Royal Support of Art and Culture in Safavid Persia

  August 24, 2021   Read time 4 min
Royal Support of Art and Culture in Safavid Persia
Though the shah was in advance of his time in many ways, he remained a child of his age in other respects, especially in the superstitious notions he entertained.

It is possible to find a religious explanation for his putting on a shirt embroidered with verses from the Qur'an when marching into battle, but not for the respect he showed to astrological predictions and the dreams he had, and to which he paid heed in reaching decisions. Such facets of his character are of course of no consequence in estimating his personality.

Of more interest is his relationship to art, especially representational art of various kinds; and this, of course, touches on religious issues in a number of respects. We are referring not to sacred architecture or its decor, mentioned above, but particularly to painting, which clearly implies some attitude to the Islamic prohibition of visual representation. Reference has been made to Tahmasp's service to book miniatures: we should add that as he grew old, and under the influence of increasing bigotry, he turned more and more away from this interest. The case was quite different with Shah 'Abbas. He seems to have shared neither the personal engagement of his grandfather nor his religious scruples.

It is natural that a man who had spent the greater part of his youth among the productions and abiding stimuli of Timurid art in Herat and Mashhad was not without sensitivity to the artistic expressions of his time. Indeed we can still see in the Shaikh Lutf -Allah mosque, with its textual scrolls and lacy roof ornamentation, a personal involvement of the shah in architecture and its development similar to that of his grandfather in the sphere of art; and with the transfer of the capital from Qazvin to Isfahan the workshops attached to the royal court also had to move, and the artists employed there along with them. Thus it came about that the great painter Riza-yi 'AbbasI was able in Isfahan to develop an entirely new style, differing from that of Qazvin, in whose traditions he had grown up and worked hitherto. It is plain that this sort of thing did not take place without the active interest and encouragement of the ruler.

The latter's influence, however, hitherto a decisive factor in artistic developments, begins — precisely under Shah 'Abbas I — to decline, and to decline in favour of commercial influences. This is most evident in the sphere of ceramics, textiles, and carpet designing, all of them up to this time areas of largely individual creativity. With the introduction of workshops for export production — a departure for which the shah was responsible — their products lost their value as individual artistic achievements and sank to the level of industrial products. This change was also felt in book illustration.

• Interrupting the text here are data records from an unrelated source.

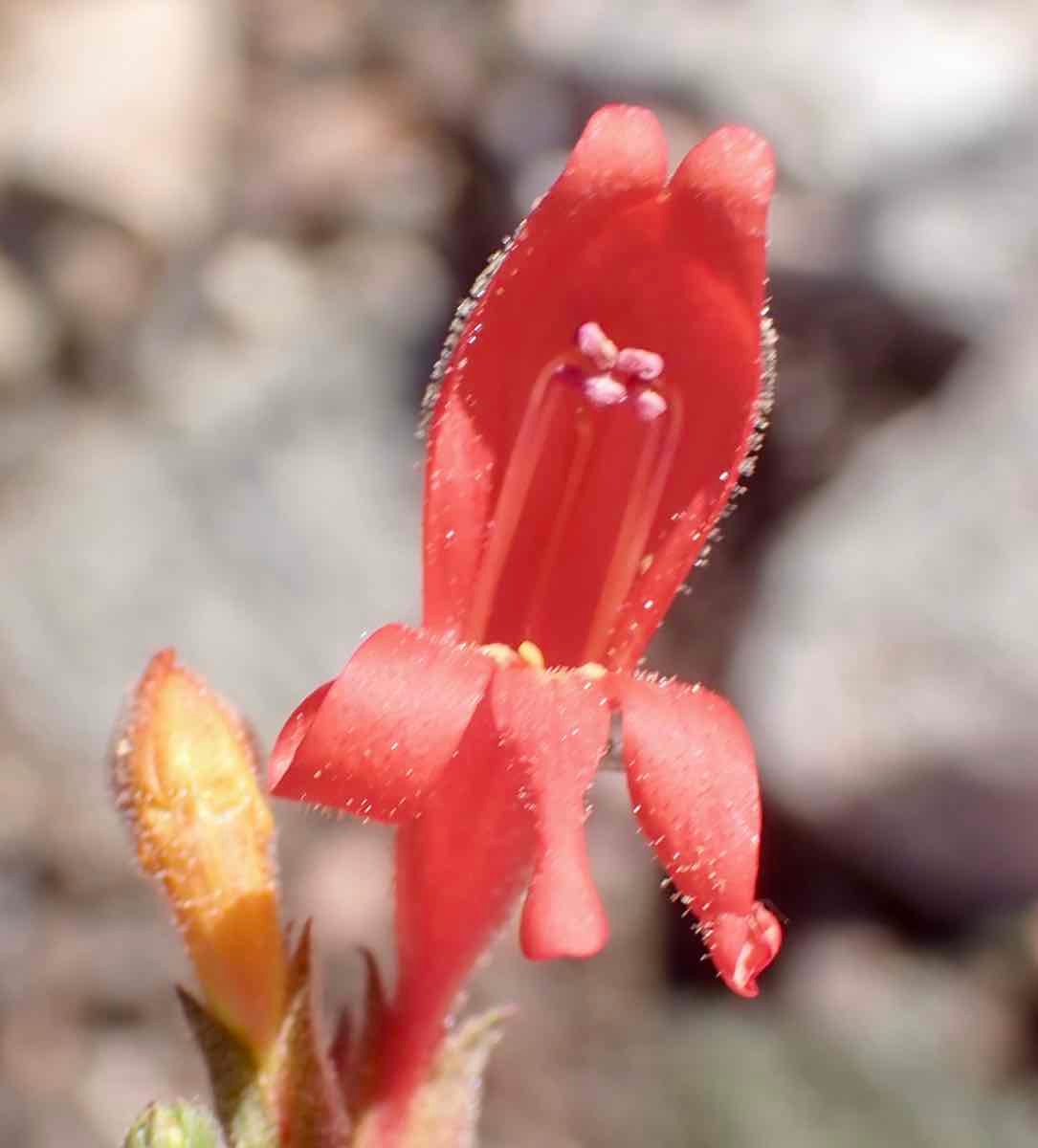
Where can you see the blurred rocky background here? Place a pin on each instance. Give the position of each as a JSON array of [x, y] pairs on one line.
[[232, 233]]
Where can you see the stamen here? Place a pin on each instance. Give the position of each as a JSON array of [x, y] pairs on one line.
[[638, 364], [578, 500], [592, 343]]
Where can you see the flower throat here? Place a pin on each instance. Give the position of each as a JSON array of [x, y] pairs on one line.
[[578, 500]]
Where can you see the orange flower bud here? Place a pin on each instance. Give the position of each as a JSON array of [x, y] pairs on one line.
[[185, 775]]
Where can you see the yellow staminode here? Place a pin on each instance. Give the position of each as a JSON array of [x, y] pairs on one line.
[[531, 653], [185, 774]]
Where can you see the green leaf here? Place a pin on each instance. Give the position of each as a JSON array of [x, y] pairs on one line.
[[234, 1077], [178, 1125]]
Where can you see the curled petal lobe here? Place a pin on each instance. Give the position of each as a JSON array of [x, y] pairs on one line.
[[552, 730], [377, 740], [693, 780], [623, 152], [743, 946]]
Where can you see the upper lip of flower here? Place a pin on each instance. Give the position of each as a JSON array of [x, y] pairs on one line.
[[650, 274], [664, 285]]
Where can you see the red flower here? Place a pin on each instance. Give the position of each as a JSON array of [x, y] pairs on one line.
[[572, 480]]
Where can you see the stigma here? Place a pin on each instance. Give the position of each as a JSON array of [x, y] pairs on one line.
[[578, 499]]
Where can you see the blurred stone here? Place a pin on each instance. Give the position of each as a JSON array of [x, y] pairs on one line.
[[308, 33], [911, 1013], [963, 242], [345, 887], [28, 334], [126, 1071], [135, 129], [888, 671], [99, 276], [848, 93], [390, 279], [326, 150]]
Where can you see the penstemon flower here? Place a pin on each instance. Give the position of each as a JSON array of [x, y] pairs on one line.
[[597, 403]]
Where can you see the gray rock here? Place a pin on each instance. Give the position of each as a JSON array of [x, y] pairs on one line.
[[890, 669]]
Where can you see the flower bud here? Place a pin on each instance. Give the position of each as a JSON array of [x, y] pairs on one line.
[[172, 1126], [185, 775]]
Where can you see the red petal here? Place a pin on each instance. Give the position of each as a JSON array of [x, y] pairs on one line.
[[678, 273], [718, 206], [376, 740], [554, 730], [693, 781], [457, 504], [459, 868]]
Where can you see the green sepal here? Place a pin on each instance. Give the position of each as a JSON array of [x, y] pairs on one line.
[[238, 1091], [360, 1073], [177, 1125], [445, 1113]]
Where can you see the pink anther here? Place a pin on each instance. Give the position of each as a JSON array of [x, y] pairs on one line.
[[604, 390], [650, 405], [638, 364], [592, 342]]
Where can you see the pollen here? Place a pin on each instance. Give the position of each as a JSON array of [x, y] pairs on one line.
[[577, 505]]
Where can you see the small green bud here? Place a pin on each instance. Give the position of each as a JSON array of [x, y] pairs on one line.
[[177, 1125]]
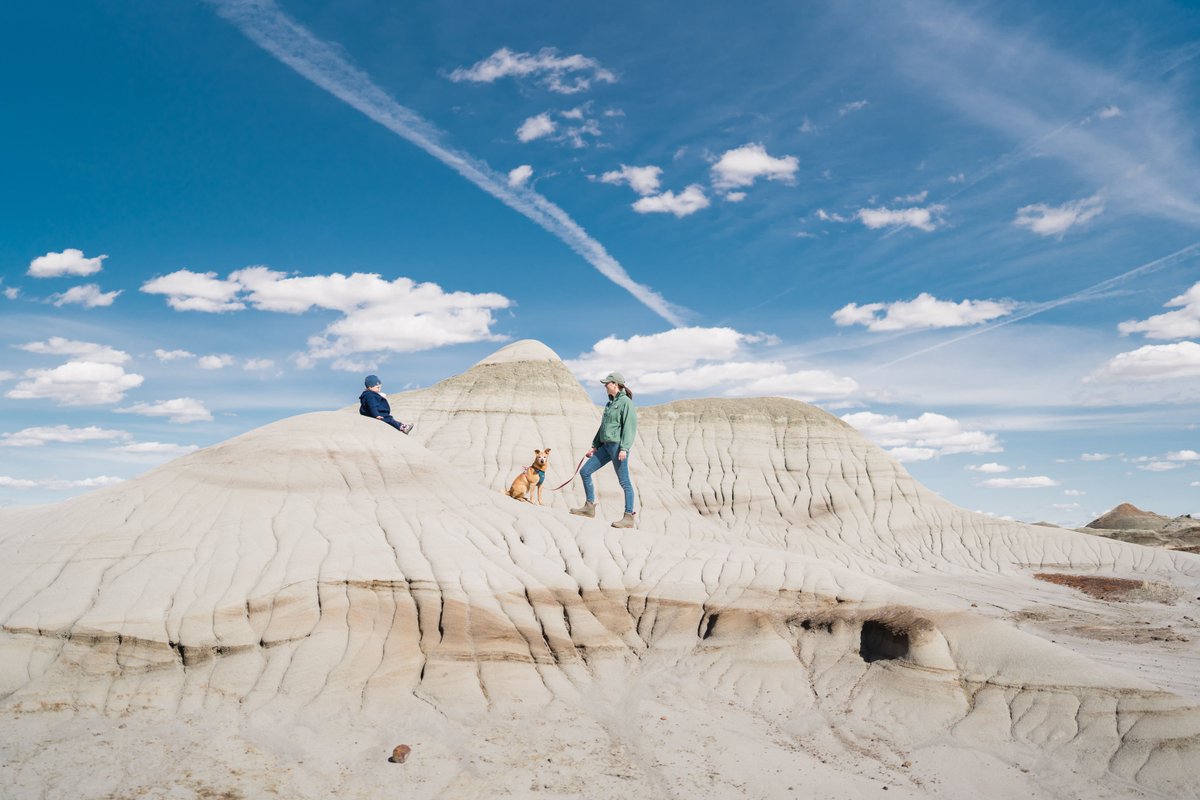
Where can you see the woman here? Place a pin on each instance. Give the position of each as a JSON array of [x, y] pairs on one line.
[[618, 426]]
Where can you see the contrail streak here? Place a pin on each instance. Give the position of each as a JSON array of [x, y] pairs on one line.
[[267, 25], [1083, 294]]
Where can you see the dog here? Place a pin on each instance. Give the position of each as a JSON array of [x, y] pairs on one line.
[[531, 479]]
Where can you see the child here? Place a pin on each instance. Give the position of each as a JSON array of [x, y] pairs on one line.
[[373, 403]]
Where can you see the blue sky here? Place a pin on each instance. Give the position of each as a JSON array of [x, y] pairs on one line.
[[970, 229]]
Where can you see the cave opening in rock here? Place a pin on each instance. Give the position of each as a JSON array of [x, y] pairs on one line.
[[881, 643]]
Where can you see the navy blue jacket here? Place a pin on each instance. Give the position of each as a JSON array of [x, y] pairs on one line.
[[373, 404]]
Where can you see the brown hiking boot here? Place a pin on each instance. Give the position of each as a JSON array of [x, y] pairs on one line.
[[586, 510]]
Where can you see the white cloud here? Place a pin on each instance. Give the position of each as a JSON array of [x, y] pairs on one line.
[[88, 295], [742, 166], [156, 449], [77, 383], [1152, 362], [215, 361], [563, 74], [69, 262], [180, 409], [520, 175], [189, 290], [59, 485], [825, 216], [690, 200], [325, 66], [678, 348], [379, 316], [537, 127], [643, 180], [924, 311], [1055, 221], [991, 467], [808, 385], [81, 350], [59, 433], [909, 455], [1032, 482], [703, 359], [1159, 465], [1174, 324], [928, 218], [942, 434]]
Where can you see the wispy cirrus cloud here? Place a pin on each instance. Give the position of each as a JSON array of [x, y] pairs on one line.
[[77, 383], [685, 203], [379, 316], [564, 74], [39, 437], [1174, 324], [922, 438], [712, 360], [927, 218], [1055, 221], [180, 409], [293, 44], [75, 349], [1152, 362], [59, 485], [1147, 163], [924, 311], [1031, 482]]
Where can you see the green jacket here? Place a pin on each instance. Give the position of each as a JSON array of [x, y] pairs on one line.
[[618, 423]]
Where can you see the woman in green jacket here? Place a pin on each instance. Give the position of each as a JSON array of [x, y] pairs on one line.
[[612, 443]]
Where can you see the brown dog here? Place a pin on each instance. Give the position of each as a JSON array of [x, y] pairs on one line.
[[532, 477]]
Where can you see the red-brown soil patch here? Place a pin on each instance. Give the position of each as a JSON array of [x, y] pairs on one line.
[[1095, 585]]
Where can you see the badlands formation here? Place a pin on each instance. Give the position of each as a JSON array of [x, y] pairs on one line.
[[795, 617]]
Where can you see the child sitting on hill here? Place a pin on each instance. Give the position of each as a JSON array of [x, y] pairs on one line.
[[373, 402]]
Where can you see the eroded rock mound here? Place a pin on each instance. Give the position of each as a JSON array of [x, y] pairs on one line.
[[281, 602]]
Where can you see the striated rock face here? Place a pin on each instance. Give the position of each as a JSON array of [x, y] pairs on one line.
[[792, 607]]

What was now produced in this sphere was no longer made for the ruler alone, or at any rate for governors of princely rank in the provincial capitals, but also for other customers, who included parties with a commercial interest.

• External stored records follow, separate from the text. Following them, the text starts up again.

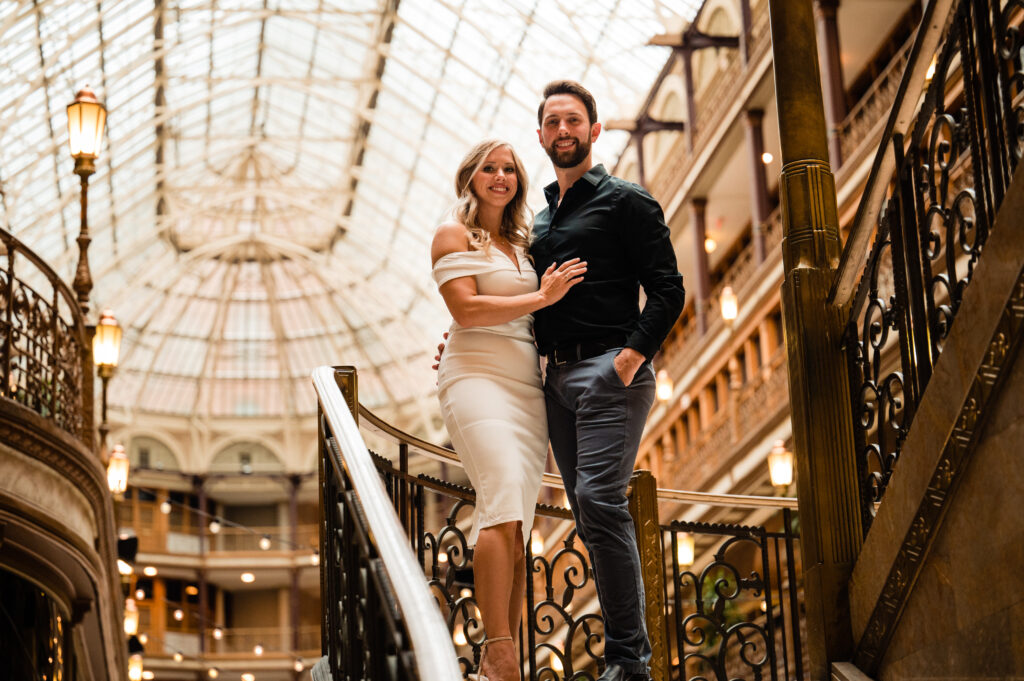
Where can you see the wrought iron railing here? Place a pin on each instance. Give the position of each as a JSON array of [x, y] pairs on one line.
[[562, 634], [43, 341], [931, 199], [725, 624], [379, 620]]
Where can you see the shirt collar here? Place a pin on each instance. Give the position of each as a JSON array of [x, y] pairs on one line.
[[594, 176]]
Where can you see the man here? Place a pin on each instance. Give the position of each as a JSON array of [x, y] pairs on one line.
[[600, 385], [598, 344]]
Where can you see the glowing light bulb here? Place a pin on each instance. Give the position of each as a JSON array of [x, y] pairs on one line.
[[664, 385], [536, 542], [459, 637], [685, 551], [780, 465]]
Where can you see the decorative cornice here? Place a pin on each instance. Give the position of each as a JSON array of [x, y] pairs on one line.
[[975, 411], [26, 431]]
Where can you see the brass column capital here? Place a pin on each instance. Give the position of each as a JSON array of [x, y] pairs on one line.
[[819, 380], [810, 218]]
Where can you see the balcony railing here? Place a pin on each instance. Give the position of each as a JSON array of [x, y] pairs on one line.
[[268, 641], [733, 613], [931, 199], [743, 273], [711, 111], [44, 343]]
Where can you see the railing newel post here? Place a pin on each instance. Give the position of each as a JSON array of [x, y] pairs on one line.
[[643, 508]]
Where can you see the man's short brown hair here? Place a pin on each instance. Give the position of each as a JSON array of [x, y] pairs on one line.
[[568, 87]]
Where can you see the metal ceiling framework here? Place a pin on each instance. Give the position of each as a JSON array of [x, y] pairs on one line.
[[273, 169]]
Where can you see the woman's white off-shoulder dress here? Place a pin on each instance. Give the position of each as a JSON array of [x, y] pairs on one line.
[[488, 383]]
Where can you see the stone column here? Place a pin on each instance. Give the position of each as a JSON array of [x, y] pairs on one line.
[[832, 75], [691, 105], [293, 522], [759, 180], [698, 209], [744, 31], [819, 395]]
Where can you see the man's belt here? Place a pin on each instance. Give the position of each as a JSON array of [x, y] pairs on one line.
[[565, 354]]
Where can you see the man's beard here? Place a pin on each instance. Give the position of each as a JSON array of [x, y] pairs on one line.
[[572, 159]]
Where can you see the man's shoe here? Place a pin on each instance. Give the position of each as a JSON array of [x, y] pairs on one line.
[[616, 673]]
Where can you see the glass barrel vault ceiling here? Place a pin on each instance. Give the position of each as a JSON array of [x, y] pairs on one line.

Recent attempts to rescue the Safavids from the odium of indifference to creative writing, if not indeed of its neglect or suppression, show that Shah 'Abbas took a positive attitude at all events to individual poets, for example to Sharaf al-Din Hasan Shifa'i (d. 1037/1628), whom he appointed poet laureate, or to Shami, whom he had weighed in gold as a sign of his recognition, and to Kamall Sabzavari (d. 1020/1611 —12), who celebrated his exploits in a verse epic entitled Shah-nama or 'Abbas-ndma. However, since relationships of this kind form the exception rather than the rule, they signify little. The criticism of Safavid poetry, whether justified or not, as lacking in originality, full of banalities and "endless verbal niceties" is not shaken by such evidence. Emigration of Persian poets, particularly to India, which had been going on at least since the time of Shah Tahmasp, did not cease under Abbas. Indian courts, at which the old interest in courtly poetry continued, offered at any rate better opportunities than Isfahan with its Safavid traditions, and not only for poets but for other artists such as calligraphers and miniature painters, whose success was largely dependent on the ruler's attitudes to aesthetic matters.

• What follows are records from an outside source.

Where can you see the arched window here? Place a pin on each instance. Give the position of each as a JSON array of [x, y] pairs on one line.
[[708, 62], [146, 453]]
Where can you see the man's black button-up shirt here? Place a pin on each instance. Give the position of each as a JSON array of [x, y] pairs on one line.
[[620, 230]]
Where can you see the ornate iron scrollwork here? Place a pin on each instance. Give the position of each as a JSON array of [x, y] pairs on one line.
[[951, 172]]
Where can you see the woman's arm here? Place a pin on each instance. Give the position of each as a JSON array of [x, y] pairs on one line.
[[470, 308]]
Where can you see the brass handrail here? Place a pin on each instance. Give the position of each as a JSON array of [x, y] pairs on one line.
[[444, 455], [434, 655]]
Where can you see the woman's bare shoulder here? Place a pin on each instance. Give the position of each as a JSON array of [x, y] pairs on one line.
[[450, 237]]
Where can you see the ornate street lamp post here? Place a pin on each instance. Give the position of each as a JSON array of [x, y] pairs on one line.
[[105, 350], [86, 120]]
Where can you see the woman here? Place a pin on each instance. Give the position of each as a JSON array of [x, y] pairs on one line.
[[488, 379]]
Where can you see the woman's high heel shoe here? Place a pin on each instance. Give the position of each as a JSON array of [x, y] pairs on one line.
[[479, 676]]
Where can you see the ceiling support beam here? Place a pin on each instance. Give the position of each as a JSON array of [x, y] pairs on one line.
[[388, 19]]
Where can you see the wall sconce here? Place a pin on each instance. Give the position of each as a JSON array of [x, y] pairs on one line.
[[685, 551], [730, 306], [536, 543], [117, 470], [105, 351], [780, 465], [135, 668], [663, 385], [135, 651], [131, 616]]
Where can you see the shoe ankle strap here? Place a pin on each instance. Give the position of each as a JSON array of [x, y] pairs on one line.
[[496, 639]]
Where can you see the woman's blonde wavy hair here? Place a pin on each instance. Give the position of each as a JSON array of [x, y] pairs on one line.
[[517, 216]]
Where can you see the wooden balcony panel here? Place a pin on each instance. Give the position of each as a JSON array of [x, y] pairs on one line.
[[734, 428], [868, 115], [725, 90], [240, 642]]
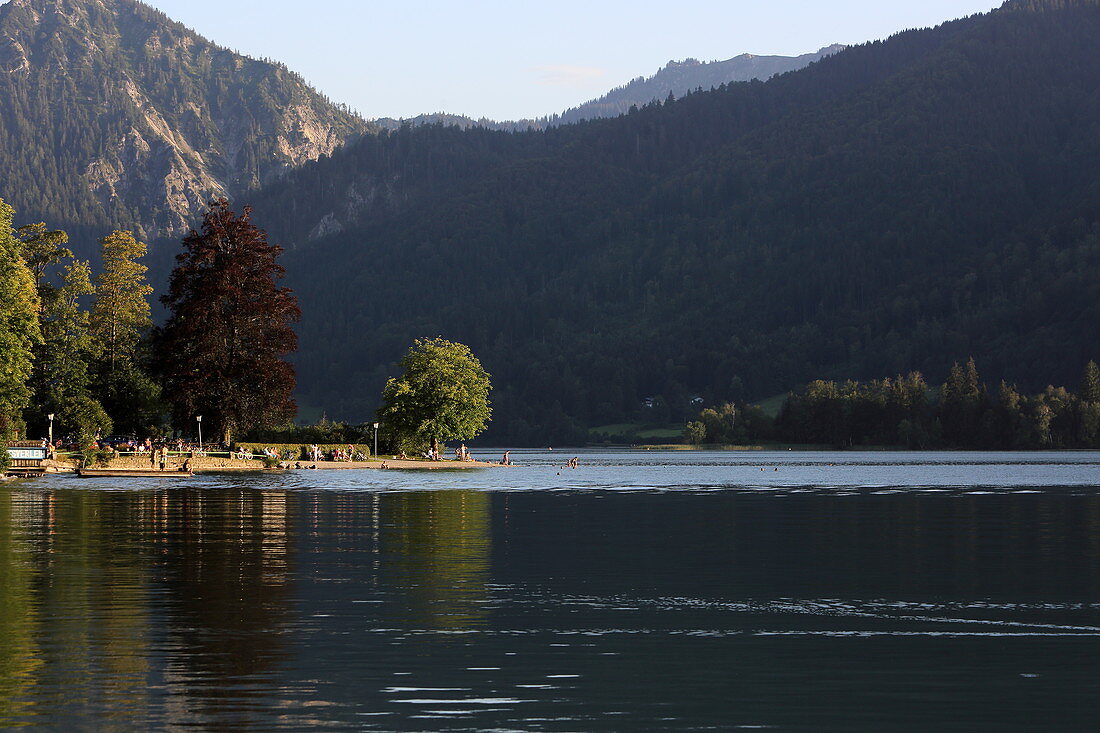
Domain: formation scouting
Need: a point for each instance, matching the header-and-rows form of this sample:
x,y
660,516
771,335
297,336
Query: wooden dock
x,y
132,473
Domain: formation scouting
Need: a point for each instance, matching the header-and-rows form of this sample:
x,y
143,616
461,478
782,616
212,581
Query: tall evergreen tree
x,y
19,327
221,352
62,379
119,317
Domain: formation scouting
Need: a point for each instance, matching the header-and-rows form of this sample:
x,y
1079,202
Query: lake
x,y
644,590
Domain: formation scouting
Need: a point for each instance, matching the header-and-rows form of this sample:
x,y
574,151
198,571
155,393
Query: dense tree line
x,y
78,352
904,411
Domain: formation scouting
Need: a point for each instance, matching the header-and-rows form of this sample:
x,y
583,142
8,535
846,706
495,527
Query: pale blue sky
x,y
510,59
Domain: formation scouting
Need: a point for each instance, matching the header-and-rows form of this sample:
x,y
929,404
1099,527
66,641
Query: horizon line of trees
x,y
79,352
904,411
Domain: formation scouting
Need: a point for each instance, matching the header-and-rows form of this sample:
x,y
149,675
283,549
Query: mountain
x,y
897,206
677,78
113,115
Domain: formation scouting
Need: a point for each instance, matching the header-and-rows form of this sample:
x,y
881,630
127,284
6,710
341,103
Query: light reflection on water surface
x,y
641,591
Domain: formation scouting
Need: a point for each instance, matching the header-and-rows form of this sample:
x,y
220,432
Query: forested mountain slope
x,y
680,78
113,115
897,206
677,78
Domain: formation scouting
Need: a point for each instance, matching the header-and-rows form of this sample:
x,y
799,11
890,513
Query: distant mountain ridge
x,y
677,78
118,116
898,206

The shah's interest in the intellectual and artistic culture of his time is unmistakeably evident, sometimes in the form of unique works of art, and certainly also in the large number of artistic achievements that appeared. But it is also unmistakeably the case that this influence was exercised, if not exclusively, at any rate largely, to resuscitate an older heritage, that of the Timurids; in other words, it was not always based on original conceptions. And in addition, these reversions to the past, however impressive they may be when seen from a distance or at a casual glance, reveal on closer inspection a more or less hasty manner of execution, a lesser degree of thoroughness than the originals, and the use of less costly materials.